Jackson gains fame, loses self

? How weird is Michael Jackson? Well, if you were a 45-year-old man who had just been arrested on charges of child molestation, and you knew that your mug shot would be published around the world, would you lather yourself in lipstick and mascara and conceal one eye — come-hither style — with a wavy lock of hair?

Of course not. So we’re agreed: Michael Jackson is decidedly peculiar and, to some degree, divorced from reality. He’s a talented dancer-singer-entertainer (if you have a taste for his particular style); and while his career in his native land is in the doldrums, he enjoys a fervent international following.

But he lives on a not-so-secluded estate where his passion for the lifestyle of a 5-year-old boy is indulged with resources unavailable to most children. His voice is ethereal, his clothes are comically theatrical, his face is a tribute to the plastic surgeon’s art. As fodder for discussion, in print and on television, Michael Jackson is irresistible.

Permit me to express my official position: I have no idea whether, as alleged, the King of Pop molested a minor. I have no inside information about Neverland Ranch, no particular affection or animus toward Michael Jackson, and I patiently await the disposition of the charges. But in the midst of all the repetitious saturation coverage — which, I assume, will only intensify — some troublesome thoughts have risen to the surface.

The first is that Jackson’s guilt appears to be a foregone conclusion. Since no one in a position to know anything is speaking publicly, speculation has largely replaced certainty in the media.

My favorite illustration of this was the repeated broadcast of videotapes of Michael Jackson’s “secret rooms,” a warren of oversized closets adjacent to his bedroom. They were filled with a multitude of toys, dolls and games, more than any child or adult could require. Their purpose, it was said, could only be seduction: It was noted, ominously, that the only path to this juvenile paradise was through Jackson’s bedroom, and in one corner of a room was a “shrine” to the actor Macaulay Culkin.

I agree that the notion of a man in middle age surrounding himself with childish playthings is odd. And Macaulay Culkin seems an unconventional choice for veneration. But the fact that Jackson has three young children of his own goes unmentioned, and since when is eccentricity against the law? The same cable-TV reporters who recoil from Jackson’s playthings are delighted by model-railroad buffs, or men who collect Barbie dolls.

Moreover, Jackson’s guilt seems exclusively his own. I am not so sure.
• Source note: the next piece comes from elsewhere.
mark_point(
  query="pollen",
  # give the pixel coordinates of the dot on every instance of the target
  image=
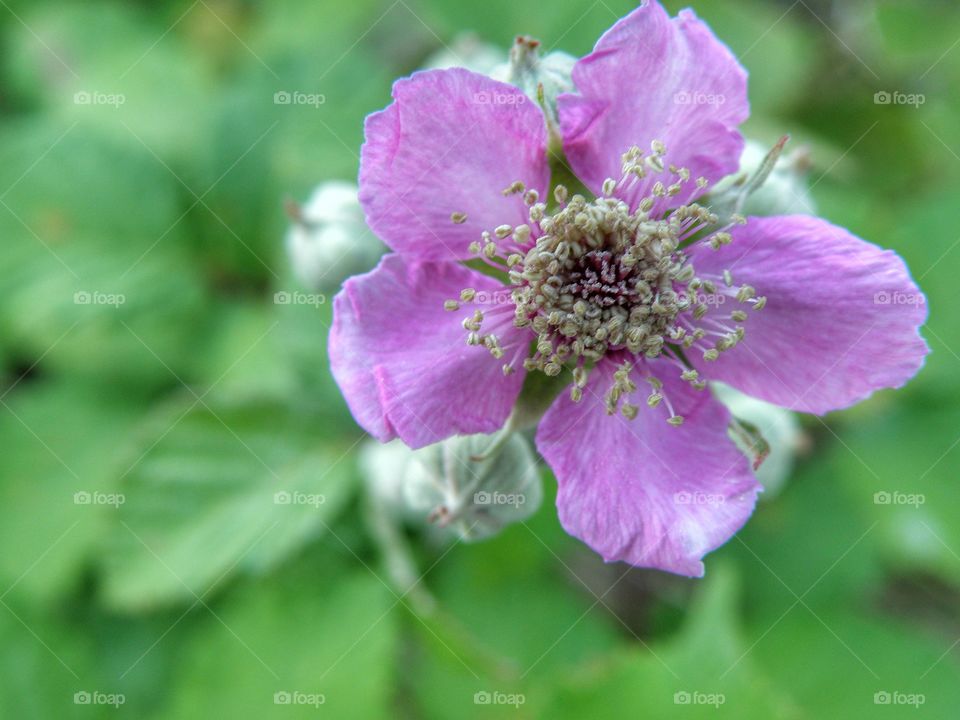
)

If, as reported, dozens, perhaps hundreds, of children have been invited to “sleepovers” in Jackson’s Neverland bedroom over the years, where did they come from? Allegations of pedophilia have surrounded Michael Jackson since he paid one accuser $20 million a decade ago, presumably to avoid criminal charges. It is possible, of course, that such allegations are false, and that Jackson’s craving for juvenile companionship is chaste, as he says. But what parent in his right mind would use a child as bait to test the validity of Jackson’s claim?

Either the mothers and fathers involved are criminally negligent, or are tucking their children under Michael Jackson’s covers with visions of $20 million dancing in their head.

Which leaves us, in the end, pondering the cost of celebrity culture. If Michael Jackson were the unmarried accountant next door, and not the King of Pop, slumber-party invitations to the neighborhood children would be received with horror. That is the interesting contradiction here: Jackson’s fame gives his case its embarrassing notoriety, but it also allowed him for years on end to preside — unmolested, as it were — over rituals and practices no novelist would invent.

It also erected an impenetrable wall between subject and reality. It is difficult to look at a photograph of Jackson a quarter-century ago, compare it with the Santa Barbara police mug shot, and avoid the impression of a downward spiral into something like madness. Quite apart from the oddball costumes, the masks and gloves, the dangling of his infant from the balcony in Berlin, or the marriage of convenience to Elvis’ daughter, it is Jackson’s face that startles and repels, the skeletal cheeks and ghostly eyes, especially the surgically mutilated nose.

Fame has protected Jackson against rebuke — allowed him to indulge his painful obsessions, enabled him to fend off judgment and advice, indulged his increasingly destructive habits. Now, it sweeps away any semblance of privacy, and invites us all to buy a ticket for the circus.


Philip Terzian is the associate editor of the Providence Journal.